Reuse the data generated in exercise 1.  You are going to analyse the tails of the distribution you generated.

**Task:**
* Select only the samples that have a value greater than or equal to +1.96 and less than or equal to -1.96
* Determine the proportion of data that falls into these tails.
* Are these proportions what you expect for the standard normal distribution?

**Hints**:
* You may want to create one or two general functions so that you can use to vary the cut-offs.

In [None]:
# your code here ...

**Example solution:**

It is very simple to work with `numpy` arrays containing numeric data. For example if we wanted to find all of our samples that are greater than or equal to +1.96 we use:
    

In [22]:
# result is a array of bools
result = samples >= 1.96

print(result.shape)
print(type(result))
print(result)

(10000,)
<class 'numpy.ndarray'>
[False False False ... False False False]
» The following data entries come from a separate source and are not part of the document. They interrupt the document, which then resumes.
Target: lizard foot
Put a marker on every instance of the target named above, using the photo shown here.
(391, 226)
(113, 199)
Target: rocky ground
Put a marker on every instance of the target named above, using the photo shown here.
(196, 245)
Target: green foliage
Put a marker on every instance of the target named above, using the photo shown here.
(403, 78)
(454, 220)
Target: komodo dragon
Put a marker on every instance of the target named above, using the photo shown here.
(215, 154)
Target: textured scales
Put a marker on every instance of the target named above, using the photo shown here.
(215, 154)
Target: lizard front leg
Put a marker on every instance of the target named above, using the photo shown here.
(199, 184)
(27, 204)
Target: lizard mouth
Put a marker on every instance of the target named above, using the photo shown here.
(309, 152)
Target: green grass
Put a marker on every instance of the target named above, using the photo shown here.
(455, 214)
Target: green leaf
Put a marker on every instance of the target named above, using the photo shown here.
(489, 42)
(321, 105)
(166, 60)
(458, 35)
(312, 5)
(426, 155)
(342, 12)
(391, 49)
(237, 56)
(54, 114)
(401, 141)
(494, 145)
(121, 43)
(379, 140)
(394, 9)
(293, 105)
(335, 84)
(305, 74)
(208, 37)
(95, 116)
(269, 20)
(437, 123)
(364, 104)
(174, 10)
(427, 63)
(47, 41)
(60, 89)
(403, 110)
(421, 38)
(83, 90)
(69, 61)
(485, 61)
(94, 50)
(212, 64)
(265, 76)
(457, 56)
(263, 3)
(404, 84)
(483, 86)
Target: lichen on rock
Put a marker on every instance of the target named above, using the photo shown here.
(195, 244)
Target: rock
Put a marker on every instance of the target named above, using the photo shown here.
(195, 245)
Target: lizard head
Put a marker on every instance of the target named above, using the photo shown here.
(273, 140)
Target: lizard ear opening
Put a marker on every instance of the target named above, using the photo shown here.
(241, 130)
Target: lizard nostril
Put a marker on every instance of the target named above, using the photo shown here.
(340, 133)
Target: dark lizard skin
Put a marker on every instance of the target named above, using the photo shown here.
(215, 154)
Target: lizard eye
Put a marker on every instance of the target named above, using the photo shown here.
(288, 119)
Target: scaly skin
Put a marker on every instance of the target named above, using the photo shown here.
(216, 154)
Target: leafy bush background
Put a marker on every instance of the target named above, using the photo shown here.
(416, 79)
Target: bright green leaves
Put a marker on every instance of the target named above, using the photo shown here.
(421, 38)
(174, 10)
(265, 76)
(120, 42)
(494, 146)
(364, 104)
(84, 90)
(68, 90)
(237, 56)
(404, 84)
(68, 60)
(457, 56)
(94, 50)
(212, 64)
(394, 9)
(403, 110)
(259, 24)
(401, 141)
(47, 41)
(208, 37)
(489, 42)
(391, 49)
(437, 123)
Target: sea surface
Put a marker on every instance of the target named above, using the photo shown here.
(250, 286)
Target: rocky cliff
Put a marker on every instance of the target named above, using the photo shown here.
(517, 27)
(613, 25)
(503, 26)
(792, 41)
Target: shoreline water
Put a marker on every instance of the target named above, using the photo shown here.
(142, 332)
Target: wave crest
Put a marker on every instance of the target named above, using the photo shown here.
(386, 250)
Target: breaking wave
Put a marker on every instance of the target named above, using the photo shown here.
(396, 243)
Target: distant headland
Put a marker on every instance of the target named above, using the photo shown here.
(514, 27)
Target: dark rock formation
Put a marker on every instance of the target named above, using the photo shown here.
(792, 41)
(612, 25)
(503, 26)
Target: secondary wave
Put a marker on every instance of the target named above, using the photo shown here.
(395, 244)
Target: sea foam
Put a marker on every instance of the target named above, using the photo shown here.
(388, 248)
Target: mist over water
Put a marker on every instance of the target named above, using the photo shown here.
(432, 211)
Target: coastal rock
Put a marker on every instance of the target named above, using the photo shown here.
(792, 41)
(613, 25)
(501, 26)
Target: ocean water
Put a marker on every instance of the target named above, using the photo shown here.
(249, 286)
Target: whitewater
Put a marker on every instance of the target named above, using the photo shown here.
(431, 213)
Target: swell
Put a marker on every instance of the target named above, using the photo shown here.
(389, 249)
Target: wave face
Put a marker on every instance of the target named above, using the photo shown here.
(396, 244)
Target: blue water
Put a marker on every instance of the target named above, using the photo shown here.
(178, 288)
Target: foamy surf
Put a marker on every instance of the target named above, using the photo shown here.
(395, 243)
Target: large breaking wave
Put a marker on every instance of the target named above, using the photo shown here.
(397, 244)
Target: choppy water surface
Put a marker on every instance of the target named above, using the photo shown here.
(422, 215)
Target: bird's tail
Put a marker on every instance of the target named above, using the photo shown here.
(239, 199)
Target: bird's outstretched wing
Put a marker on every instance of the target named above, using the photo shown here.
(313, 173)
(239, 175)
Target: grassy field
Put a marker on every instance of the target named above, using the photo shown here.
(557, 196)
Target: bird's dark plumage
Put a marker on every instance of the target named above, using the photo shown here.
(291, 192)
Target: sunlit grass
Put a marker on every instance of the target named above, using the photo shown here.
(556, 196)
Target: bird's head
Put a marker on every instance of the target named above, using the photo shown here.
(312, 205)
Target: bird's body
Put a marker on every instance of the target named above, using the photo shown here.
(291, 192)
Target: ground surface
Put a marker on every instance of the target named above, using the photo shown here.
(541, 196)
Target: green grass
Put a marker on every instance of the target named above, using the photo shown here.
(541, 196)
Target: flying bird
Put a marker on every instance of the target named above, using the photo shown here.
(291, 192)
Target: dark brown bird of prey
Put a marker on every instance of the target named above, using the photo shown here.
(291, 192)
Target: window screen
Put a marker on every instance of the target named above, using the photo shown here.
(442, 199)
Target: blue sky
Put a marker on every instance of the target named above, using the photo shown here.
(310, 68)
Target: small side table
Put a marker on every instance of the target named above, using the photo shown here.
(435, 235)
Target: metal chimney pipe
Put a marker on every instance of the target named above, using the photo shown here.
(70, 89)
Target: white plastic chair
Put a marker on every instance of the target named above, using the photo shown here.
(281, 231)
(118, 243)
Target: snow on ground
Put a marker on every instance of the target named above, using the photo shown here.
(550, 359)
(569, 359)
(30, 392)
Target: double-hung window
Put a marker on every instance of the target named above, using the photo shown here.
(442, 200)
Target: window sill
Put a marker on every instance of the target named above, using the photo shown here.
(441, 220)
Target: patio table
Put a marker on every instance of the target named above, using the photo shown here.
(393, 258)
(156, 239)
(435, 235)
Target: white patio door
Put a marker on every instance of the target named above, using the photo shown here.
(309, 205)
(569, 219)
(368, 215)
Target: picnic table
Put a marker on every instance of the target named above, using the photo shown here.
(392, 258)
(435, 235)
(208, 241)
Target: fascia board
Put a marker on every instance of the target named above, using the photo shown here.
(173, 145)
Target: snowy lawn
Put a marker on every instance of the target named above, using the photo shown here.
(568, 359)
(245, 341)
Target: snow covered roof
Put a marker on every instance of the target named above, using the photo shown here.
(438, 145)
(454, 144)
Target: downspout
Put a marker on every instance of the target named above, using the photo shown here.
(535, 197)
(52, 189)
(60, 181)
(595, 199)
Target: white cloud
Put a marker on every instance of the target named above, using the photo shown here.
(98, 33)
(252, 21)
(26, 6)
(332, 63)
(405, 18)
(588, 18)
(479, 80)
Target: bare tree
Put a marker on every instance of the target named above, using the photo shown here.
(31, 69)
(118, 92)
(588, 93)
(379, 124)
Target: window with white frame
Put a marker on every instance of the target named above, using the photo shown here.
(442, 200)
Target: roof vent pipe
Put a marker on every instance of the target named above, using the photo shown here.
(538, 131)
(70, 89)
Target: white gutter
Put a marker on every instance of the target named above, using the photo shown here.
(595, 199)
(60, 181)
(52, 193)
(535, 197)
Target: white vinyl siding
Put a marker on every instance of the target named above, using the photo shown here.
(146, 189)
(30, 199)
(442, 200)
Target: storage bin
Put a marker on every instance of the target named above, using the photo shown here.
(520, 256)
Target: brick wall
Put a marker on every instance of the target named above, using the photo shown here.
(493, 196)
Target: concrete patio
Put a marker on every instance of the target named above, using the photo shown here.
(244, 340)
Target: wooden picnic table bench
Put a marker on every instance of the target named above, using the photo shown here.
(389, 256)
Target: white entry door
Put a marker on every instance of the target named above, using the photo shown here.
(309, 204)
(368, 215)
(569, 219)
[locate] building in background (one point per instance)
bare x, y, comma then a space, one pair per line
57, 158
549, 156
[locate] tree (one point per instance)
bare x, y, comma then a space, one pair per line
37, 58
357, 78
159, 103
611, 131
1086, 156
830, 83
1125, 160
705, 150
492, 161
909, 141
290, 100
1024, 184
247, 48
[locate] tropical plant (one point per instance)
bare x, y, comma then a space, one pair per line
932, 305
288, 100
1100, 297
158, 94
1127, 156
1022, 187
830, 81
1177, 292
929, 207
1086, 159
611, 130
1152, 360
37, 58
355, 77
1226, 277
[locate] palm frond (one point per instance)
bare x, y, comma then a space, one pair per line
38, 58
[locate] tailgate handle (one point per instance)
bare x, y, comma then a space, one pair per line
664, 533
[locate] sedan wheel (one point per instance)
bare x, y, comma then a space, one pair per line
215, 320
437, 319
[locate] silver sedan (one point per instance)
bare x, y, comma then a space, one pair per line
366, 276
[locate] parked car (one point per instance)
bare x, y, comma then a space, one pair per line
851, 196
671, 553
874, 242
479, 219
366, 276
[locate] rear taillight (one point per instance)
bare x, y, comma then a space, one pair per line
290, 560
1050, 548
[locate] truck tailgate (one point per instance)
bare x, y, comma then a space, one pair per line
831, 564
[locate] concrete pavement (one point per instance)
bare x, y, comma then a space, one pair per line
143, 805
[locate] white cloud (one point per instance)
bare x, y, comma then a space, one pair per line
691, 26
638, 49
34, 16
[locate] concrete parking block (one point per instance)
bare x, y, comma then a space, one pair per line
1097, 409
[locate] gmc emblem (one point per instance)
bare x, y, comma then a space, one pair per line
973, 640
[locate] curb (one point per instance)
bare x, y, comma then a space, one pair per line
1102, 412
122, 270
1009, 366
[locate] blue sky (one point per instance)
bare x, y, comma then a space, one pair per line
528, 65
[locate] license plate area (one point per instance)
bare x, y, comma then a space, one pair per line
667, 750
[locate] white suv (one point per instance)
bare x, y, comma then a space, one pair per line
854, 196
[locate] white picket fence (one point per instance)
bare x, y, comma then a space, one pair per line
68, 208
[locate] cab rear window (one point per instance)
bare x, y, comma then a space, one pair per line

The code returns a new numpy.ndarray that contains boolean (True/False) values. The value at array index i is True if the corresponding value at index i in array data is >= 2.3 and False otherwise. If we had used a python List we would have needed to loop through all of list items and perform the check ourselves.

Let's create some generalised functions to return the probabilities that a value is greater or less than a user specified value in our data set.

To do that we need to know that

```python
False == 0
True == 1
```

Therefore we can take the sum of our boolean array to find out how many array elements are greater or less than a user specified values. i.e.

In [23]:
(samples >= 1.96).sum()

257

In [24]:
def prob_great_than_or_equal_to(data, x):
    '''
    Return the proportion of the dataset that is greater than or equal to x
    
    Parameters:
    -----------
    data: numpy.ndarray 
        numeric data to analyse
    x: float
        Lower cut-off. 
        
    Returns:
    --------
    float
    '''
    return (data >= x).sum()/data.shape[0]


def prob_less_than_or_equal_to(data, x):
    '''
    Return the proportion of the dataset that is less than or equal to x
    
    Parameters:
    -----------
    data: numpy.ndarray 
        numeric data to analyse
    x: float
        Upper cut-off. 
        
    Returns:
    --------
    float
    '''
    return (data <= x).sum()/data.shape[0]

p1 = prob_great_than_or_equal_to(samples, 1.96)
p2 = prob_less_than_or_equal_to(samples, -1.96)

print(p1, p2)
print(1 - (p1+p2))


0.0257 0.0257
0.9486


Our test of these functions shows use that around 95% of data lie between points -1.96 and +1.96 (which again we would expect with the standard normal).